Waar kwamen al deze mensen vandaan? De meeste arbeiders van Ainsworth waren naar elders vertrokken en onder de Hellendoornse bevolking waren niet veel wevers.
Het eerst keken de Salomomsons uit naar mensen uit hun eigen handweverijen, die ze op verschillende plaatsen in Nederland (de Veluwe, het Gooi, Schokland en Zeeland) hadden. De meesten kwamen echter uit de kolonies van de Maatschappij van Weldadigheid (Frederiksoord, Willemsoord en Wilhelmina’s oord) waar ook werd geweven. Ondanks de lange werktijden, van ’s morgens vijf tot ’s avonds acht uur, soms zelfs tot negen uur (op zaterdag vijf uur) met enkele pauzes, kwamen de kolonisten graag naar Nijverdal.
Na het strenge regiem in de kolonies, lokte de vrijheid die in Nijverdal werd geboden. De woongelegenheid was goed en in de schaarse vrije tijd kon men op een eigen stukje grond aardappelen en groente verbouwen. Met het korter worden van de werktijden, ‘van zes tot zes’, ontgonnen velen een stukje veen voor brandstof in de winter. Door ijverig te sparen en met een goedkope lening van ‘meneer’ lukte het enkelen zelfs een eigen huis te bouwen. In het algemeen heerste er in de jaren voor 1900 rust en tevredenheid onder de fabrieksarbeiders.
De enige dissonant klonk in het jaar 1872. Toen was er een korte werkstaking omdat men het niet eens was over een premie- en boeteregeling. Produceerde men meer dan was afgesproken, dan kreeg men een premie; was dat minder, dan kreeg men een boete. De arbeiders vonden dat de premie werd betaald met de opgelegde boetes en dat vonden ze ‘bloedgeld’. Als op 6 augustus het loon uitbetaald wordt volgens de nieuwe regeling, komt het tot onregelmatigheden, die Salomonson niet voor mogelijk had gehouden. Hij roept zelfs de hulp in van een detachement Huzaren uit Deventer.
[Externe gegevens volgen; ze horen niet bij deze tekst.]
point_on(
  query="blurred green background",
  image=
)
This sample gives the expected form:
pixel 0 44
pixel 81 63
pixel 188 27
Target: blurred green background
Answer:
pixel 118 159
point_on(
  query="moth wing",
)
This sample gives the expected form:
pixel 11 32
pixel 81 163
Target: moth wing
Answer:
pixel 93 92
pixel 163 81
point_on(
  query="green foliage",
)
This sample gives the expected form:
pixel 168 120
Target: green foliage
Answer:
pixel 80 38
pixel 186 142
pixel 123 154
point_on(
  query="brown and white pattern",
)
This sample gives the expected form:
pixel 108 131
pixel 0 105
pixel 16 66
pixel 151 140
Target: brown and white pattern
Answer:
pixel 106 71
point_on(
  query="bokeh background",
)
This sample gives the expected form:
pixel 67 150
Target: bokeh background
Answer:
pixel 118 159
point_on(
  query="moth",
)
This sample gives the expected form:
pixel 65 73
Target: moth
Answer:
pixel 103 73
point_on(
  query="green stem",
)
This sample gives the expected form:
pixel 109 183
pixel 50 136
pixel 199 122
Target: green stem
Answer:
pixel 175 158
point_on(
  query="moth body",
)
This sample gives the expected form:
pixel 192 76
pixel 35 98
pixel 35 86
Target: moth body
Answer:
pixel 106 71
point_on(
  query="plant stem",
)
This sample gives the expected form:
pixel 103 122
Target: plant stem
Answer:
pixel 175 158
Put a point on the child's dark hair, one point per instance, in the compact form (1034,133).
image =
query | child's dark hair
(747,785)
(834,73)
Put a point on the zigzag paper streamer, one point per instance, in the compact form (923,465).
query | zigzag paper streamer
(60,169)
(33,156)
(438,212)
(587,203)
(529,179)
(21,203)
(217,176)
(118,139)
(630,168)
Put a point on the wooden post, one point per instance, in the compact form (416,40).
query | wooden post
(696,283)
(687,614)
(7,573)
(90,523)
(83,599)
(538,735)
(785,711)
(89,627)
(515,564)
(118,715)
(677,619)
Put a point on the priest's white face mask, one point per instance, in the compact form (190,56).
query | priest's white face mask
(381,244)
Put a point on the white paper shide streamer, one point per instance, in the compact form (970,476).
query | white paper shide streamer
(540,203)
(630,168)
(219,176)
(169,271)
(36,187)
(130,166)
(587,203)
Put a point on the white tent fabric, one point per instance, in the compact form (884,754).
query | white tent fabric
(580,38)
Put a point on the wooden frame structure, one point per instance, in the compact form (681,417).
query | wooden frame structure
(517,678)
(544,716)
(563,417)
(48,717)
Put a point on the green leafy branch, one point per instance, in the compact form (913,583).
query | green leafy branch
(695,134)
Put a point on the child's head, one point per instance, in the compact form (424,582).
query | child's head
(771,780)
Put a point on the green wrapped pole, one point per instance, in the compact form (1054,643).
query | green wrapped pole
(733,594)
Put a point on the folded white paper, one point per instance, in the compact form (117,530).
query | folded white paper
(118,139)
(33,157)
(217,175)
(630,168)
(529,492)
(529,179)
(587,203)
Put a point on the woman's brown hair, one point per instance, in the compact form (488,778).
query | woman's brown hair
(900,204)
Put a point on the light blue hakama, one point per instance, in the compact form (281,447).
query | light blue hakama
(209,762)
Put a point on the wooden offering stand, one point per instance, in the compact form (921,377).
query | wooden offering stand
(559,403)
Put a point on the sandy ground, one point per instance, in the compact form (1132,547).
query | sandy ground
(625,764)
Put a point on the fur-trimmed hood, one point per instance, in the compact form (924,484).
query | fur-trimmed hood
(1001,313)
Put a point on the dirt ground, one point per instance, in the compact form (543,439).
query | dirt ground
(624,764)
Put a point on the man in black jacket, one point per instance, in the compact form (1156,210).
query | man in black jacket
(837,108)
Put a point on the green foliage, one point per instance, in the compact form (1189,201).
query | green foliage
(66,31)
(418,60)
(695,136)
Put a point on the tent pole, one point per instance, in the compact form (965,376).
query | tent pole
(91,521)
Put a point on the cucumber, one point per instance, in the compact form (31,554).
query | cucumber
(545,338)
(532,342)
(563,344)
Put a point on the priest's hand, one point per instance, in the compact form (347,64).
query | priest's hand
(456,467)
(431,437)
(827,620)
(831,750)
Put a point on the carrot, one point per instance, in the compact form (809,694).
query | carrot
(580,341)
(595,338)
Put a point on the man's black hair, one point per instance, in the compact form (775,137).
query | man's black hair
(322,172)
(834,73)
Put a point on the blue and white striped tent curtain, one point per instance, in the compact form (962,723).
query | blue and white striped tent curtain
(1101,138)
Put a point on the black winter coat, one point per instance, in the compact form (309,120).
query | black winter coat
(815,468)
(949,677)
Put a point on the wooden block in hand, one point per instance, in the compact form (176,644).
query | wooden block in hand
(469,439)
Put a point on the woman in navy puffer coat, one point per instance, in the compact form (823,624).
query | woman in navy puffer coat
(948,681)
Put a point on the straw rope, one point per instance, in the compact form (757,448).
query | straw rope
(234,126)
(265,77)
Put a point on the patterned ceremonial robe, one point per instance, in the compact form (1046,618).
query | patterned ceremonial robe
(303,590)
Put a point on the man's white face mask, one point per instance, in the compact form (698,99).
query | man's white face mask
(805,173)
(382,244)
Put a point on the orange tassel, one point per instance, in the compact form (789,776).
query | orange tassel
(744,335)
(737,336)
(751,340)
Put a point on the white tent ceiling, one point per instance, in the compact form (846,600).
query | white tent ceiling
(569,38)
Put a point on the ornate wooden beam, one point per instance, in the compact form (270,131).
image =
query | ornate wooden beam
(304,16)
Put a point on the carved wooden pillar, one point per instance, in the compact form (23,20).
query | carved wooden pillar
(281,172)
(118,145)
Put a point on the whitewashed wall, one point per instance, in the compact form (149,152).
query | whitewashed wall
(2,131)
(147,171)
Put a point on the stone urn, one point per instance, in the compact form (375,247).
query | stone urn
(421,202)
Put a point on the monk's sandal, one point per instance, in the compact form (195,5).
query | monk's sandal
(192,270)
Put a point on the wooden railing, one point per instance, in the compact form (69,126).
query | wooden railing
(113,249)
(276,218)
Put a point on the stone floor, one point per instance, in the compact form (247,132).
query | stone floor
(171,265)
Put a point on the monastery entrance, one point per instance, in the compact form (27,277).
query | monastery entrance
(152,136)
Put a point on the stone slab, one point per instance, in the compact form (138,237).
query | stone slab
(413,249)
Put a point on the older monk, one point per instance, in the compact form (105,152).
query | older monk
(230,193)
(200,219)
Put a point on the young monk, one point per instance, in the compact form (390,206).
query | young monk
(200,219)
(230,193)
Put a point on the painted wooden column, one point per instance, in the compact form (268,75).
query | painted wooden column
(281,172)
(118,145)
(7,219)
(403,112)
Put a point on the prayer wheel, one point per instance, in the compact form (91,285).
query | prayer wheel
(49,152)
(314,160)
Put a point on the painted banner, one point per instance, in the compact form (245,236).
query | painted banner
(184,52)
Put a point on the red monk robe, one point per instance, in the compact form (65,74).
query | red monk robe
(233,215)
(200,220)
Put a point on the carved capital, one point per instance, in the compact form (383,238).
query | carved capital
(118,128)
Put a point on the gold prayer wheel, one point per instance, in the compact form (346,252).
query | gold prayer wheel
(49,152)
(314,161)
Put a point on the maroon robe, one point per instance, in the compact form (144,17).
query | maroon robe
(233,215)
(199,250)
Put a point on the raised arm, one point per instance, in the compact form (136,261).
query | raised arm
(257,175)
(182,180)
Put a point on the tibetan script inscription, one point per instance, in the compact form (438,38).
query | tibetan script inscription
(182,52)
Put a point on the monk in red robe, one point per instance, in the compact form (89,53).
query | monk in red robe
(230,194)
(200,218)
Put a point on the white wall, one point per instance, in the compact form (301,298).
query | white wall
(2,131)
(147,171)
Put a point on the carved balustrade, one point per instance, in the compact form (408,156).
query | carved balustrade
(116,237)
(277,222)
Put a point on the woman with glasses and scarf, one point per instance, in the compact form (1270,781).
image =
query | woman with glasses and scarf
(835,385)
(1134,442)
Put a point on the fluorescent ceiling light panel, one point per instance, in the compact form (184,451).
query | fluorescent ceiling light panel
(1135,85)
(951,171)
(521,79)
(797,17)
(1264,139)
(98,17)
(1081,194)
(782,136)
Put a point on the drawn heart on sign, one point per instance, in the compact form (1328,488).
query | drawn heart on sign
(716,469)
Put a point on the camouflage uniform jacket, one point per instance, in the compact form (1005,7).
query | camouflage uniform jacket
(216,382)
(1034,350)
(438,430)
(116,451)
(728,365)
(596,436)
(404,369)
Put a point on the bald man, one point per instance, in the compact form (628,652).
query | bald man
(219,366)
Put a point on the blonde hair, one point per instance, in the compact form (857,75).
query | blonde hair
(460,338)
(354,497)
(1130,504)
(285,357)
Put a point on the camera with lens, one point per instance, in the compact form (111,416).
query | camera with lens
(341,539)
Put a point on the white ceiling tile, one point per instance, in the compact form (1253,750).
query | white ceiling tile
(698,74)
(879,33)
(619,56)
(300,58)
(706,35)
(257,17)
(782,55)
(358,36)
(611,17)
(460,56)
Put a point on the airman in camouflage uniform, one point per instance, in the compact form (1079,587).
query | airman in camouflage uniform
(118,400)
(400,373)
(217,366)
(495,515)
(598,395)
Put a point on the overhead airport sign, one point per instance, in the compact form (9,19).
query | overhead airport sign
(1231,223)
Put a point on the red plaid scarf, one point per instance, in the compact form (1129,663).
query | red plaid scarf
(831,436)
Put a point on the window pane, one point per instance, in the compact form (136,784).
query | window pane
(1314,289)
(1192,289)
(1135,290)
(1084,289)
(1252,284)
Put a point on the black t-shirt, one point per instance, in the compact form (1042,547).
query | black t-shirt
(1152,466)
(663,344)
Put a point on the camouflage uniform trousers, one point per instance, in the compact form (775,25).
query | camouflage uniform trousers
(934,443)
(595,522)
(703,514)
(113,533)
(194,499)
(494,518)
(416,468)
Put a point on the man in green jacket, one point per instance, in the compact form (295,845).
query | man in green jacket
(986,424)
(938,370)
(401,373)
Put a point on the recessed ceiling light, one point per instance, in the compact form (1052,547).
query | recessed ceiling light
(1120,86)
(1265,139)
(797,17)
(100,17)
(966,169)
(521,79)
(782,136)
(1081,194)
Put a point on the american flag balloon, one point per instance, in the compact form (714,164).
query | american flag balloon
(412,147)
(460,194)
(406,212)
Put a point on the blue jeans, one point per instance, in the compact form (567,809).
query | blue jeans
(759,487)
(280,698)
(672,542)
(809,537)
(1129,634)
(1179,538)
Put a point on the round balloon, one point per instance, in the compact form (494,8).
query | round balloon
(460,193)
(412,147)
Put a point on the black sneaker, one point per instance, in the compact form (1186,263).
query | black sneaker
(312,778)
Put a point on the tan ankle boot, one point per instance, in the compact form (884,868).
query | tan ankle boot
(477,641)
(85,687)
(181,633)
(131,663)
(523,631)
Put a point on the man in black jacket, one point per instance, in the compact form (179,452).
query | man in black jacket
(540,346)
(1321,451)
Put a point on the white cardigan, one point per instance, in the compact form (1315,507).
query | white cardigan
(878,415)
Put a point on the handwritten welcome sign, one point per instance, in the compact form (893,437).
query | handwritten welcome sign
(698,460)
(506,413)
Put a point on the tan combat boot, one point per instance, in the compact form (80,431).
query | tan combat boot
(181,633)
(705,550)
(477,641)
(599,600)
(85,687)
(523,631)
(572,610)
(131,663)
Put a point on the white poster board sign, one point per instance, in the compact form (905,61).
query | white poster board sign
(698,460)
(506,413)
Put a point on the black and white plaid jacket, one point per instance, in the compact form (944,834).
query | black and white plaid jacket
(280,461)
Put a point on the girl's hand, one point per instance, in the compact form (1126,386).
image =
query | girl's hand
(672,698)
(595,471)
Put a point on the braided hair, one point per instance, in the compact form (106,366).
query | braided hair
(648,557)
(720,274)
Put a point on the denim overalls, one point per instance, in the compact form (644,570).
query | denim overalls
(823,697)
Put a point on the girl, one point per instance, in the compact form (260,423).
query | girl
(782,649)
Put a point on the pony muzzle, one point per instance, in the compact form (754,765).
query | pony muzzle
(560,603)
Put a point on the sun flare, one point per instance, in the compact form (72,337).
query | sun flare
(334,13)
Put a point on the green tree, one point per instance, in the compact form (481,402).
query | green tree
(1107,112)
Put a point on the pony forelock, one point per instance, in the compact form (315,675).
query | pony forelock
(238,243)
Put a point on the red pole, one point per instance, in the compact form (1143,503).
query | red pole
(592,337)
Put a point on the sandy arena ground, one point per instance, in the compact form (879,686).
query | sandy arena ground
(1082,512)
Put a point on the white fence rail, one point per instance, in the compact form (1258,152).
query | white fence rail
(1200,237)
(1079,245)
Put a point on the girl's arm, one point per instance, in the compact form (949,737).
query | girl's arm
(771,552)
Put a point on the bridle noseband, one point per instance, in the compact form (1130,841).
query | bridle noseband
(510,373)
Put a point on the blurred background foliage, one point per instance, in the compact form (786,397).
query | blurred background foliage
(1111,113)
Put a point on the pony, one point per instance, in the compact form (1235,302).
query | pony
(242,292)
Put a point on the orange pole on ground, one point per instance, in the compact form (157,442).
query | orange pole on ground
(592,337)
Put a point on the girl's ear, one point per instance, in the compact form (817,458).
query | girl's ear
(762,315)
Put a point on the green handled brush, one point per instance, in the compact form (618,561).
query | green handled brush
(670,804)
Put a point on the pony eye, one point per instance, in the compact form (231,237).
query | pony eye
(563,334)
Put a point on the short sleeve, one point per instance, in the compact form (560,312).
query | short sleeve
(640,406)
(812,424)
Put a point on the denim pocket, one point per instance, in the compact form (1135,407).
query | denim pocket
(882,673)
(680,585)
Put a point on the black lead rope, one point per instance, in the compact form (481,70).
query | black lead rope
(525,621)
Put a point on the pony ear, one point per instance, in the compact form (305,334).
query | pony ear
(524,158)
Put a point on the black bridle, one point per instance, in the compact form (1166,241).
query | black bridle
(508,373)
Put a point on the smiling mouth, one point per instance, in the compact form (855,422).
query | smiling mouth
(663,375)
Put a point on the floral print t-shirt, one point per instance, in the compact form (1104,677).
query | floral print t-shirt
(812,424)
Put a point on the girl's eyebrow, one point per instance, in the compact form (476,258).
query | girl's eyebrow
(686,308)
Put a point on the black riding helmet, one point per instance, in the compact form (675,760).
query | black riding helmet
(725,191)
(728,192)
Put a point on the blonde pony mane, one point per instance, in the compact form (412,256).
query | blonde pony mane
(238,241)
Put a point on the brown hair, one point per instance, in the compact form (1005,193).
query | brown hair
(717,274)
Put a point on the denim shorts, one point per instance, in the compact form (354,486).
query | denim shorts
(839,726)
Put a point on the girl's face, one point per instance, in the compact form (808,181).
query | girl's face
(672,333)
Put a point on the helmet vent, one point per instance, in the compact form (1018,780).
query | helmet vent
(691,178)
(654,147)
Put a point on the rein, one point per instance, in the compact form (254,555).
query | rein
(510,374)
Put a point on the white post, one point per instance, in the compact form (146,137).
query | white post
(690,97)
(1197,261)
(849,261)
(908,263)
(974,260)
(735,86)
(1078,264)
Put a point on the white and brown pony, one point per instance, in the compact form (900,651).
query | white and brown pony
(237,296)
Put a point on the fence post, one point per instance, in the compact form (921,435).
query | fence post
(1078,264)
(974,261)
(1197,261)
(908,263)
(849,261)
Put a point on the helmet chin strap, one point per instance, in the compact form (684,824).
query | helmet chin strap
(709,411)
De arbeiders zijn daardoor zo geïntimideerd dat ze de volgende dag weer aan het werk gaan. Toch heeft de staking de arbeiders wel iets opgeleverd, want de maatregel werd enigszins verzacht.
Wonen in de negentiende eeuw
Terug naar het midden van de negentiende eeuw. De mensen, die voor werk naar de KSW kwamen, moesten gehuisvest worden. Er werden tachtig woningen gebouwd. Achtenzestig daarvan in vier blokken van zeventien langs de Grotestraat. De woningen bevatten één kamer met twee bedsteden, en een “deel” waar zich ook nog twee besteden bevonden. Voor water moest men de weg oversteken, waar aan de andere kant van de bermsloot welputten waren aangelegd. Deze kon men via bruggetjes bereiken. Tussen de blokken van de vier woonblokken waren ronde gebouwtjes met vier toiletten voor sanitaire behoeften
In de volksmond werden de woningen al gauw ”De Verdeling” genoemd, omdat ze gebouwd waren op een stuk grond dat die naam droeg na de verdeling van de markegronden. Ze stonden ongeveer vanaf het politiebureau tot aan Oudelaar Optiek.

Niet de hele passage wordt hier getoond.